Numerous contaminants in huge amounts are discharged to the environment from various anthropogenic activities. Waterbodies are one of the major receivers of these contaminants. The contaminated water can pose serious threats to humans and animals, by distrubing the ecosystem. In treating the contaminated water, adsorption processes have attained significant maturity due to lower cost, easy operation and environmental friendliness. The adsorption process uses various adsorbent materials and some of emerging adsorbent materials include carbon- and polymer-based magnetic nanocomposites. These hybrid magnetic nanocomposites have attained extensive applications in water treatment technologies due to their magnetic properties as well as combination of unique characteristics of organic and inorganic elements. Carbon- and polymer-related magnetic nanocomposites are more adapted materials for the removal of various kinds of contaminants from waterbodies. These nanocomposites can be produced via different approaches such as filling, pulse-laser irradiation, ball milling, and electro-spinning. This comprehensive review is compiled by reviewing published work of last the latest recent 3 years. The review article extensively focuses on different approaches for producing various carbon- and polymer-based magnetic nanocomposites, their merits and demerits and applications for sustainable water purification.

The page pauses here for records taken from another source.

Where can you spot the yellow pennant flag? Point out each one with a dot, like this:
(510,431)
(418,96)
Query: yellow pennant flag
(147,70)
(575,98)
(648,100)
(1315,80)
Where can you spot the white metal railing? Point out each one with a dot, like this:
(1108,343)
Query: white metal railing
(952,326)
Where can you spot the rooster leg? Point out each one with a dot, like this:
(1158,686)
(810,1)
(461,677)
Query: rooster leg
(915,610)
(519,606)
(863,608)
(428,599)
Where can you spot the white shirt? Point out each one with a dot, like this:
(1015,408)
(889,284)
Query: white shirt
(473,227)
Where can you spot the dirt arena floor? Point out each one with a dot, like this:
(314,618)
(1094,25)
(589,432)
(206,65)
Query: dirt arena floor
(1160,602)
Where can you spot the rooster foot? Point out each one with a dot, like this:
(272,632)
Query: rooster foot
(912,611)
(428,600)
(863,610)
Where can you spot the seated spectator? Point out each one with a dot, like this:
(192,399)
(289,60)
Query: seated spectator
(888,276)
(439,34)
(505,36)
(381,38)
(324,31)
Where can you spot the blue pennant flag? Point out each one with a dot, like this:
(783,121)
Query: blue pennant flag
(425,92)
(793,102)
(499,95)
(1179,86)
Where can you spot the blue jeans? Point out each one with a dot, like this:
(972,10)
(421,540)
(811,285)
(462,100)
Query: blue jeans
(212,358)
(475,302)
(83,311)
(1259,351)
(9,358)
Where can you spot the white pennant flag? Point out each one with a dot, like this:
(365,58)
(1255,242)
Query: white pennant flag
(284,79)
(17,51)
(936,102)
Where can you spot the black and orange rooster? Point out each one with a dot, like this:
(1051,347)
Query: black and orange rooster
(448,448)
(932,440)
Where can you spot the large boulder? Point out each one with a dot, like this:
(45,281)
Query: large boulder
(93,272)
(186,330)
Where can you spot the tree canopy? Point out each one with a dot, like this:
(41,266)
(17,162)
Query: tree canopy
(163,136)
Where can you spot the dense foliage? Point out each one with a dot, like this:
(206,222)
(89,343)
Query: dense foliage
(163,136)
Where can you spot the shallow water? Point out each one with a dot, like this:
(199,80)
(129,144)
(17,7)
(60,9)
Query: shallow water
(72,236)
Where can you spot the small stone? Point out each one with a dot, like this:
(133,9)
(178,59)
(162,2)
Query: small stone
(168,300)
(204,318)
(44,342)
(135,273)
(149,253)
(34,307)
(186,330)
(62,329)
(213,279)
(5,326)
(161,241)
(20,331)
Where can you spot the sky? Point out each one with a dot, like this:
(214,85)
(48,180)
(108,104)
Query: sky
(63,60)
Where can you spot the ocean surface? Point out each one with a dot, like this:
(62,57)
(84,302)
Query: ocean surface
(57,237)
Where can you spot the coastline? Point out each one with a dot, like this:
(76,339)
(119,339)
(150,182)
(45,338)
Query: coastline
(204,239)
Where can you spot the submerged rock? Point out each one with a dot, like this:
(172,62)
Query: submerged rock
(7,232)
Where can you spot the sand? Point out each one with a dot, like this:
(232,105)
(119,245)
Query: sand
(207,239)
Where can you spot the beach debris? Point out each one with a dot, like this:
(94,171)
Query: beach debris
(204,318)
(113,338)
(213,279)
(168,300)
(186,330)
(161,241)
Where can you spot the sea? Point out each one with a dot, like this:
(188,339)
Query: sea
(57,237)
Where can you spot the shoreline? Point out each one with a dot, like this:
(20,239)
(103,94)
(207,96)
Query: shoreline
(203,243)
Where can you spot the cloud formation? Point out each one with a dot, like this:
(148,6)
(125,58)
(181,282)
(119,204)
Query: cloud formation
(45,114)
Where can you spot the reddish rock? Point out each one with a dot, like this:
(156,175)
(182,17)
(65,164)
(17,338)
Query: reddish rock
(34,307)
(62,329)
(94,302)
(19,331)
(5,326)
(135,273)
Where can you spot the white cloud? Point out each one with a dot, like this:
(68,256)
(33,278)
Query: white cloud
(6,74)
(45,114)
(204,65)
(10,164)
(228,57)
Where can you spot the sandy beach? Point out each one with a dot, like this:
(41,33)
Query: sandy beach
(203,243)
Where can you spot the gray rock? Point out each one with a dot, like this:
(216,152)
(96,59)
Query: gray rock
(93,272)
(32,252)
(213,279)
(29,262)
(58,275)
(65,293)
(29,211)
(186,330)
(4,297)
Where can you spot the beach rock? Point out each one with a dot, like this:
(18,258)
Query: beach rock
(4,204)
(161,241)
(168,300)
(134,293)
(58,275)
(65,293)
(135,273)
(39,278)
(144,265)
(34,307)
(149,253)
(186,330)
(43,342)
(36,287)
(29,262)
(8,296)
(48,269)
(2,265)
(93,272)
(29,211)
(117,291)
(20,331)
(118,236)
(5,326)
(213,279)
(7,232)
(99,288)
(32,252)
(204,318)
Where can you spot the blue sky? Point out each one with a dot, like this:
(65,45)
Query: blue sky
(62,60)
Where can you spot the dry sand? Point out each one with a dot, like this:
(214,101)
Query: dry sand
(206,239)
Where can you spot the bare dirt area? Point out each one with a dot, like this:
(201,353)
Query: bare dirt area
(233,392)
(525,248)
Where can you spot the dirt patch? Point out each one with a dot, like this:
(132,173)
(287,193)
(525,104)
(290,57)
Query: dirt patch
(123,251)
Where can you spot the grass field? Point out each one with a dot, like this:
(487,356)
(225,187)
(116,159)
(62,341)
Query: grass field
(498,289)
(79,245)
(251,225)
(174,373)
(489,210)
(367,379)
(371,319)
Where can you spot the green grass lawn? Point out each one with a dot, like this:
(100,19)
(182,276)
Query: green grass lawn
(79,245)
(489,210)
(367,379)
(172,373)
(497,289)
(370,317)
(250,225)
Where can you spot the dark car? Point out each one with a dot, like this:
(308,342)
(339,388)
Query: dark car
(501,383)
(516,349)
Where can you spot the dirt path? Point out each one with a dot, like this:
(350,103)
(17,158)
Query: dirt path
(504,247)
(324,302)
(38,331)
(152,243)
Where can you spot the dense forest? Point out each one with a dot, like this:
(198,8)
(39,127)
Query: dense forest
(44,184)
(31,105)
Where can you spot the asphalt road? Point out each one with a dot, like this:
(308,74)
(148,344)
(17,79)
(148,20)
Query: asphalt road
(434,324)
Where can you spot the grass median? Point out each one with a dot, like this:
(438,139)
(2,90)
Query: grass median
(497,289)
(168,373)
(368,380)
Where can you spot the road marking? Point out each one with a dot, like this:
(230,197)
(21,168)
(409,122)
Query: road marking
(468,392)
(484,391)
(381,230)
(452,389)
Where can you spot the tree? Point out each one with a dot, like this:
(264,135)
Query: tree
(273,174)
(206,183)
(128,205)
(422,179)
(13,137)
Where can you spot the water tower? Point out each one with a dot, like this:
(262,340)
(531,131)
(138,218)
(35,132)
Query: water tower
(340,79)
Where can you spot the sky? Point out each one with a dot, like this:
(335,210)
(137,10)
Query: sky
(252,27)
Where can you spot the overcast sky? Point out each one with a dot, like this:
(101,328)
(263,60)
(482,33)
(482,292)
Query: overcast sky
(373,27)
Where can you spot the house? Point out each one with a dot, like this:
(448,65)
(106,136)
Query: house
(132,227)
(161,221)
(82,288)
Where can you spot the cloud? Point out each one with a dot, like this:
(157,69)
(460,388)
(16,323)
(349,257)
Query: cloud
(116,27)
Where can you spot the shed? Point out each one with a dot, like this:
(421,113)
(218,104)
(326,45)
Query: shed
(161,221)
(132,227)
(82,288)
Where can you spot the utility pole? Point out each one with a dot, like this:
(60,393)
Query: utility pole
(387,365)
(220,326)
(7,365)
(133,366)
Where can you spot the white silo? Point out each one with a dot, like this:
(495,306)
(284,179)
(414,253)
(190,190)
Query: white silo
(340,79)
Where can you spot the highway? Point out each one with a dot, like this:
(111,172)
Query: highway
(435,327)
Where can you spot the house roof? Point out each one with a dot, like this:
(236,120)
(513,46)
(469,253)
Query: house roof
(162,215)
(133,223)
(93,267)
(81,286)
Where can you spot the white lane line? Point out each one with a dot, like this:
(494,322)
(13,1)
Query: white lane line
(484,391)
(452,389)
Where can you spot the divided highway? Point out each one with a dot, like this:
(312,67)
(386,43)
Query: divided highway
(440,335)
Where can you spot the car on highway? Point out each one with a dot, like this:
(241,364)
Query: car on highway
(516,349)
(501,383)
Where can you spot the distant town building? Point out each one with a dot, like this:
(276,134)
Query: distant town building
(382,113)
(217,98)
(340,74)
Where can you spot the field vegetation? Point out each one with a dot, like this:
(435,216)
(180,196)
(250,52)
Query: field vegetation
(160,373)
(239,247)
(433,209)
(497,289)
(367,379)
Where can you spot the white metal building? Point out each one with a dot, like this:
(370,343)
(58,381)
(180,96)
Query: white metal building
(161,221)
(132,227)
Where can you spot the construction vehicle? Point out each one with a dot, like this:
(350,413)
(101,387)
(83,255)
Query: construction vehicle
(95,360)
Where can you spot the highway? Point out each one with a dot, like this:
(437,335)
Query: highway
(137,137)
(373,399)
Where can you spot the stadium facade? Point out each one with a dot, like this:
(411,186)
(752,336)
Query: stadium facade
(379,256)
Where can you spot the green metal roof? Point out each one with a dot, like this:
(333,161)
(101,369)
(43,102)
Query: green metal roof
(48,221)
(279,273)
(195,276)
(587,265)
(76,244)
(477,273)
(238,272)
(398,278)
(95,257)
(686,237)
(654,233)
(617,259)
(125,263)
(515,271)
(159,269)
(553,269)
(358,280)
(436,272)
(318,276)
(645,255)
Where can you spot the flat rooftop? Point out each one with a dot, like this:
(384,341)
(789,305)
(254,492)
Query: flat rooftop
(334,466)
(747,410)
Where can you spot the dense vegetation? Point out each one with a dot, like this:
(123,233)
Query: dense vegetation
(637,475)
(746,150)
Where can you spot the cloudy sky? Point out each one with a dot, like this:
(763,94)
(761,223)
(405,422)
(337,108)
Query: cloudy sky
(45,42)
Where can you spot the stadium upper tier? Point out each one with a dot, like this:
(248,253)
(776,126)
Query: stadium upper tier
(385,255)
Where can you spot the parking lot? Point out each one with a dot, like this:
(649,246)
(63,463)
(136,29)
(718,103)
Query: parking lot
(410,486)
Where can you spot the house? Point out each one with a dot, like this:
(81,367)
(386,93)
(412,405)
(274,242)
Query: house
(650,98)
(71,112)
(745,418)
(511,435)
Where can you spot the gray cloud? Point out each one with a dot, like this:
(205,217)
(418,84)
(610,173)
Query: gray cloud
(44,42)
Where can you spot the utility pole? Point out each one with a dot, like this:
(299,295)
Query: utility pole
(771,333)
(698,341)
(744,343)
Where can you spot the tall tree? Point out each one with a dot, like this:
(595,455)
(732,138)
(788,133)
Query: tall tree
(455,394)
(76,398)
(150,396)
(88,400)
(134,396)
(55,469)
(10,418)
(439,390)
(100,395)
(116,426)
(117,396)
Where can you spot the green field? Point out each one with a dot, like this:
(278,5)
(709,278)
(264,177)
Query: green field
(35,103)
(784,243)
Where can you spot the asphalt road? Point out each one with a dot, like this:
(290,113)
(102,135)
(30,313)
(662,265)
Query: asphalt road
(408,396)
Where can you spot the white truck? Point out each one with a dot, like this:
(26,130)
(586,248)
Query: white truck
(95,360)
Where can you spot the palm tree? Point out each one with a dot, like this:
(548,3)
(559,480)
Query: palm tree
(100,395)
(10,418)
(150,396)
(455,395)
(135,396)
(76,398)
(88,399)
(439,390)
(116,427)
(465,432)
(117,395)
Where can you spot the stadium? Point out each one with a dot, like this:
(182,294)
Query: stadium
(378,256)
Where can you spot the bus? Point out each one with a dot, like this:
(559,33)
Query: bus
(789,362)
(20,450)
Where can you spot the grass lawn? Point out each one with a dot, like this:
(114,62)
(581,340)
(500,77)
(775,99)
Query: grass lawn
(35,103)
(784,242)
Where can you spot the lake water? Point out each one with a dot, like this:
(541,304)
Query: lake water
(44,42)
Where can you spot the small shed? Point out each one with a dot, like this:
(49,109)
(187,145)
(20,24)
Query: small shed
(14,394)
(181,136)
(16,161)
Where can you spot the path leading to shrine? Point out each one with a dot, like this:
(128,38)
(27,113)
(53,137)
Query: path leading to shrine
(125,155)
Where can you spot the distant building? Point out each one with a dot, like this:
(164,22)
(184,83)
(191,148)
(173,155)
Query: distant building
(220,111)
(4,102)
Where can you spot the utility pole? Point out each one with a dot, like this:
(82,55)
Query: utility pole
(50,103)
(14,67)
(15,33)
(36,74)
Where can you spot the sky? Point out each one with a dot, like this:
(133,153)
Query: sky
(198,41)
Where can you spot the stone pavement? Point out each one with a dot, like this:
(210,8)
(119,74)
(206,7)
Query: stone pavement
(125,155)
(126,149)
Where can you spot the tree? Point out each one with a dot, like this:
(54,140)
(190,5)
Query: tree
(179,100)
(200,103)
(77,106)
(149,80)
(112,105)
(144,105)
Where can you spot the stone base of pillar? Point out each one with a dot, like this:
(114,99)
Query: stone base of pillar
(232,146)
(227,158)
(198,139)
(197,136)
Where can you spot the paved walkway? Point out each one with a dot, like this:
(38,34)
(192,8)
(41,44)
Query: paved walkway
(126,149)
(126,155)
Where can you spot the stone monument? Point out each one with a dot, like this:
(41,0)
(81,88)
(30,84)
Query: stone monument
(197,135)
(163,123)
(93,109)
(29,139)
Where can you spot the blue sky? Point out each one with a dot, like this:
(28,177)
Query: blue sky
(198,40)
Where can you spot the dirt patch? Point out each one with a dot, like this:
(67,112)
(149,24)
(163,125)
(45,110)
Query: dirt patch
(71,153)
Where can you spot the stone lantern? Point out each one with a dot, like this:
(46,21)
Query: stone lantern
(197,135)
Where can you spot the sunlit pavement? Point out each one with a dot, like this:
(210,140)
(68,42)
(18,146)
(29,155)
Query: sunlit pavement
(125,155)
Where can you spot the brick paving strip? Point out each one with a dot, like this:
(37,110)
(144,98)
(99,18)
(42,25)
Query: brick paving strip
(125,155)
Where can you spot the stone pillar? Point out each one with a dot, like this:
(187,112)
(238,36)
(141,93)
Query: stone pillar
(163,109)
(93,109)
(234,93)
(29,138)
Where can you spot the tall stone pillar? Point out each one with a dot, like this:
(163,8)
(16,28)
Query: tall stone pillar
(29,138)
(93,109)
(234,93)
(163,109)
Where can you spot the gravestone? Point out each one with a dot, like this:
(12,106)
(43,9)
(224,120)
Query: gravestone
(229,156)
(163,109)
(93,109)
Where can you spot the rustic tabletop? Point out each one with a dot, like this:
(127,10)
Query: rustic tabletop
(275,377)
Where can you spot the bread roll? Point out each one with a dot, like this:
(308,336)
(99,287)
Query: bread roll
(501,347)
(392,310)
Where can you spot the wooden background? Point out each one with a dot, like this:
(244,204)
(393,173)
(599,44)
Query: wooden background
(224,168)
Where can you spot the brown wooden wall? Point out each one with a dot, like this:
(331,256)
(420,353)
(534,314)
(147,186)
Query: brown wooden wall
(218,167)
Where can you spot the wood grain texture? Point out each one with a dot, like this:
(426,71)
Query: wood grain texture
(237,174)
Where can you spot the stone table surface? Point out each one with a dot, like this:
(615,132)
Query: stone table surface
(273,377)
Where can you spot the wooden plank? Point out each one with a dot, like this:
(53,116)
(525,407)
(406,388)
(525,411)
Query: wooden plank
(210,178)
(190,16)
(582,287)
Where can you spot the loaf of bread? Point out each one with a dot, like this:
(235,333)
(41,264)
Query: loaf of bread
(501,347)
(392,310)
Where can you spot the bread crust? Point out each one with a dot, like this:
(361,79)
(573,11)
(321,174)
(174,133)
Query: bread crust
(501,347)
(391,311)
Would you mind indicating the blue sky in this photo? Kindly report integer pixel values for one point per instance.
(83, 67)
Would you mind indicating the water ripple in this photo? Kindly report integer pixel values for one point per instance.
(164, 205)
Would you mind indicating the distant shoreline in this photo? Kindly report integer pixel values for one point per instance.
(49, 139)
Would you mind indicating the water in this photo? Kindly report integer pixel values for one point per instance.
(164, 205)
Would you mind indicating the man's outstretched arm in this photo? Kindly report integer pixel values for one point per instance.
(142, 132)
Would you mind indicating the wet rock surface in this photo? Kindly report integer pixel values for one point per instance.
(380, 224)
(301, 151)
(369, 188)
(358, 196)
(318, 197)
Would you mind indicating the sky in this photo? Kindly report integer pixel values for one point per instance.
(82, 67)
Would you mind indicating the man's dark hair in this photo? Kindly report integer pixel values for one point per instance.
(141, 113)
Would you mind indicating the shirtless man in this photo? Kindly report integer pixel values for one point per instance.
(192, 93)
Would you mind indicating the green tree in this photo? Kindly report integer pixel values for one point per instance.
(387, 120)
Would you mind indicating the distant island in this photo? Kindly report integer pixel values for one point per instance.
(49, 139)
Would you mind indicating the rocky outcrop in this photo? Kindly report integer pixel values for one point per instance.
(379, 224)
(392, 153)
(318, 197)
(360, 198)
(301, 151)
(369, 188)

More specifically, use of carbon- and polymer-based magnetic nanocomposites for removal of heavy metal ions and dyes is discussed in detail, critically analyzed and compared with other technologies. In addition, commercial viability in terms of regeneration of adsorbents is also reviewed. Furthermore, the future challenges and prospects in employing magnetic nanocomposites for contaminant removal from various water sources are presented.